Road Trip! 12 Tips to Get You There Safely
One of the joys of summer is the family road trip. The chance to get away from it all (even if it involves noisy kids in the back seat) is a real highlight of each year for many people in the National Capital Region. Whether it’s a trip to the cottage, camping, to another big city, the pull of the open road can be irresistible – but you can, of course, also run into trouble. If you do, you’ll be thankful that you were well-prepared. Ensure your summer road trip is a safe one in 2015 by following these tips to make it a trip to remember for yourself, your family and friends.
Before you head out:Spending a bit of time on basic preparations can really pay off in the end, and give you the peace of mind to enjoy your vacation without worry. Here are some ideas to consider.
- If you are travelling to the United States, you’ll definitely want travel insurance for your family (and you may want to ask about if you’re traveling within Canada but out of province from Ontario.) Speak to your local Eastern Ontario insurance broker about your options to make sure that you’re well-covered for whatever may arise.
- Make sure your oil is topped up and other fluids (coolant, washer fluid, etc.) are good to go.
- Inflate your tires to the proper PSI. Not only are properly-inflated tires safer, giving you better control on the road, having properly inflated tires can also help you avoid getting a flat. And perhaps best of all, they’re also likely to save you fuel on those long journeys.

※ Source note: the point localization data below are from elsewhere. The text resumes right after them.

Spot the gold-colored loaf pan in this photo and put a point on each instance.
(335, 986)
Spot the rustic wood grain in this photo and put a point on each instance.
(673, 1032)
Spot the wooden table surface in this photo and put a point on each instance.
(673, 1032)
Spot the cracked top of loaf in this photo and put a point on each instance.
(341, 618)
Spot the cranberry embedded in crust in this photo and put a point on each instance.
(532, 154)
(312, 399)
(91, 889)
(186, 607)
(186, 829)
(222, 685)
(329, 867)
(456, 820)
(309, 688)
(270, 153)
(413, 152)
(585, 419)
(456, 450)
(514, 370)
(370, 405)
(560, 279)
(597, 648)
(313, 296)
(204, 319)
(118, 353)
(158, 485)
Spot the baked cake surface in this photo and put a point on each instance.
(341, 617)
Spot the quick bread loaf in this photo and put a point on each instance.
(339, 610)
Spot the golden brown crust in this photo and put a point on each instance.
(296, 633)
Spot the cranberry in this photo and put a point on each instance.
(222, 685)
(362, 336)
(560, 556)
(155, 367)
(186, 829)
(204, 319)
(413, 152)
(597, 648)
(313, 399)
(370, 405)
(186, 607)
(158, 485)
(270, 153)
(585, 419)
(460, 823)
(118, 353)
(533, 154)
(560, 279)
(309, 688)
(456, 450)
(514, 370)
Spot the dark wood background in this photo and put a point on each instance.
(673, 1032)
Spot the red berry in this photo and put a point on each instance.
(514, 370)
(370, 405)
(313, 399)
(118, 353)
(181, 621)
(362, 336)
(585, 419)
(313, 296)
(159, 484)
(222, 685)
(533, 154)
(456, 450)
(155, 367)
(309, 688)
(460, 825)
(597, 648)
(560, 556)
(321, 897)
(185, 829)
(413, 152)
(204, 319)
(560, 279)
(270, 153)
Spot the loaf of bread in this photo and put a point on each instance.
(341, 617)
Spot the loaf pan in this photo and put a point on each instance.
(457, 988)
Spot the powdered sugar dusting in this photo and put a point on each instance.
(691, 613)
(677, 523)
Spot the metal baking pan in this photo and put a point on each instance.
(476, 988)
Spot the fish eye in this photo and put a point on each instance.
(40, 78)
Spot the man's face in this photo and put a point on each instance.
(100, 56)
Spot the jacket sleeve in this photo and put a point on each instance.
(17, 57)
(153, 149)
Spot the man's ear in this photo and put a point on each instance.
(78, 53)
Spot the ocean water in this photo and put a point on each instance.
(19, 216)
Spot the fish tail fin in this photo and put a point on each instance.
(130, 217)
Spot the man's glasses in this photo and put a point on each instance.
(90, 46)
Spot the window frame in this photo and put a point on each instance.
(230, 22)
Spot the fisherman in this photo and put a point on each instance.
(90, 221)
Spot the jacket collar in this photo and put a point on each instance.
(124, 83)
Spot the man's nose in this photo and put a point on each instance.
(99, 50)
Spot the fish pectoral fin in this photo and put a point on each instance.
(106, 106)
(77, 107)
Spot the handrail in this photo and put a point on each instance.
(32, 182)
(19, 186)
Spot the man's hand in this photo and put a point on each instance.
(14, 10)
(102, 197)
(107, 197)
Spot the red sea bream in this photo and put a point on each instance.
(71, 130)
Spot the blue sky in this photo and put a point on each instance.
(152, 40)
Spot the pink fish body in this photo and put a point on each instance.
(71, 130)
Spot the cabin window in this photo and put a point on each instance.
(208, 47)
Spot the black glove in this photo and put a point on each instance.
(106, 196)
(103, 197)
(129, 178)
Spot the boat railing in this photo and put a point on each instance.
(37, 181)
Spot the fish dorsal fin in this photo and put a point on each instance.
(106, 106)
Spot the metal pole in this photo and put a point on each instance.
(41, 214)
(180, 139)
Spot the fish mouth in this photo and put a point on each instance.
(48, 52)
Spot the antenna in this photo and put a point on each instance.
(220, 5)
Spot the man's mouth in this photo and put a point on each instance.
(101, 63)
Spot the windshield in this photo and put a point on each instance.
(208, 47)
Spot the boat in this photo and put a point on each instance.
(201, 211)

- Review your route for the day’s journey one last time before beginning the trip; having that familiarity with the route might make it easier in the event you do get lost or run into trouble. You certainly don’t want to be constantly looking down or over at your GPS, and having a good idea of the route can guide you in the event of detours related to contruction, road closures, or other unforeseen circumstances.
- If you belong to an auto club such as the CAA, ensure that your membership is up to date.
- If you don’t have one already, add an emergency kit to your vehicle. Items may include a tire repair kit and pump, flares, jumper cables, water, snacks, a first aid kit, a flashlight and more.
On the road:
- Travelling with a pet? Experts recommend that dogs should be either held in with a purpose-designed harness, or in a well-ventilated crate that is restrained. Easier said than done with some animals, but by the same token, better safe than sorry – in the event of a collision, pets can be launched forward through the air.
- Allowing pets to roam free throughout the vehicle can also prove to be a distraction for drivers.
- Make it a policy to not allow the gas below 1/3rd of a tank, just in case you run into unexpected traffic, weather, or other delays.
- When making a stop during your road trip, keep your valuables well-hidden out of view to reduce the risk of a potential smash-and-grab.
- Set a daily limit of how many hours you can drive, and stick to it. Reaction time and attention fades as you get more tired, and fatigued driving can be dangerous. Additionally, long drives can be tedious, causing your attention to wander.
- If there are multiple drivers, share the driving duties (but check that your auto insurance allows for this beforehand).
- Avoid distracted driving – safely pull over into a well-lit area if you need to make a call or view a text message.